Varianten und Anpassungen
Feel free to swap out the vegetables based on preference; cauliflower, broccoli, or carrots make excellent alternatives. You can also experiment with different grains like brown rice or farro depending on what you have in your pantry.
Serviervorschläge
The bowl can be served warm or at room temperature. For an extra burst of brightness, add a final squeeze of fresh lemon juice just before serving. Each serving provides approximately 450 calories and 13g of protein.
Save This Roasted Chickpea Power Bowl is a testament to how simple ingredients can create a meal that is as satisfying as it is healthy. Enjoy your wholesome, Mediterranean-inspired creation!
Recipe FAQs
- → Can I make the components ahead of time?
Yes! Roast chickpeas and vegetables up to 3 days in advance. Store in airtight containers in the refrigerator. The tahini dressing keeps for 5-7 days when chilled. Assemble bowls when ready to eat—warm the components slightly or enjoy at room temperature.
- → What other grains work well in this bowl?
Brown rice, farro, bulgur, or even couscous make excellent alternatives to quinoa. Choose hearty grains that hold their texture well when mixed with dressing. Cook according to package directions and adjust quantities as needed.
- → How do I get the chickpeas extra crispy?
Pat the chickpeas thoroughly dry with a clean towel before seasoning. Spread them in a single layer without overcrowding the pan. Roast at high heat (425°F) and avoid stirring too frequently—let them develop a golden crust before flipping halfway through cooking.

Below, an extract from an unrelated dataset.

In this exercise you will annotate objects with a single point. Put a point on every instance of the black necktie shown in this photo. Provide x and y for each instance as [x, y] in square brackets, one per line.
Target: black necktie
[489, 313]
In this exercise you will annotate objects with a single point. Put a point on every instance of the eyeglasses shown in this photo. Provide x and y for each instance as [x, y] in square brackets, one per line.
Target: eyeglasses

- → Can I roast the chickpeas and vegetables together on one pan?
While possible, using two separate pans yields better results. Chickpeas need space and dry heat to crisp up properly, while vegetables release moisture as they roast. Keeping them separate ensures crispy chickpeas and properly caramelized vegetables.
- → Is this bowl gluten-free?
Yes, when made with certified gluten-free grains like quinoa or brown rice. Double-check labels on seasonings and tahini to ensure no cross-contamination. The bowl is naturally vegan, dairy-free, and packed with plant-based nutrients.